[Bf-cycles] Volume Refraction shader
mirceakitsune at gmail.com
Sun Feb 5 23:45:46 CET 2017
This is something I've been wanting to get to the developers to for a
while. It's a feature I hoped to use on several occasions, but
unfortunately it doesn't exist nor seems to be in any official plans as
of yet. Please consider a solution if possible. Thank you.
Suggestion request: Implementing a volume refraction shader. Either by
allowing the existing Refraction BSDF to work on the Volume material
output, or by defining a new Volume Refraction shader if that is a
Suggested functionality: When a ray passes through a volume affected by
this shader, its trajectory is bent, just like Glass BSDF or Refraction
BSDF does for surfaces. Optionally, an IOR value may let users define
the probability and / or angle at which rays have their course modified,
whereas a Roughness value adjusts how blurry the view gets through such
a volume... the two ideally operate in an independent way so that
refraction and blur can work without one another.
Purpose 1: The most important practical use of this shader is proper
heat haze, emulating the air deformations we see above hot ovens / jet
engines / roads during summer days. As a workaround, this is already
possible to do with render nodes, by rendering your volume as a black &
white mask on a different render pass then plugging it into the Vector
input of a Displace node through which the main render is passed.

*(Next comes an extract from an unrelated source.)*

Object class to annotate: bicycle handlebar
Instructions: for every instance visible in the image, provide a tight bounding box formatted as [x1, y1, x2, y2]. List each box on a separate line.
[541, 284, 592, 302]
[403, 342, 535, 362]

However this is just a workaround that so happens to work: It leads to
quality loss due to smudging and stretching the render result, causes
empty spaces if the transformation of the mask warps near an edge, is
much less realistic compared to the ray actually traveling a different
trajectory, and might ultimately be slower depending on what
calculations are implied.
Purpose 2: This would allow a greater level of detail for objects such
as crystals, diamonds, gems, ice crystals, and other types of rough
glass. You can already design realistic crystals in Cycles, by
customizing the IOR and Roughness of a Glass BSDF or Refraction BSDF,
causing different spots to refract or blur in different amounts. However
you can't differentiate such spots volumetrically inside the crystal
itself, and can't create rough blurry strands or inner glass pieces that
have a different refraction angle from others. This can of course be
worked around by adding smaller meshes inside the main crystal and
giving them different materials, but this technique will cause sharp
edges and is less correct and flexible compared to volumes in many cases.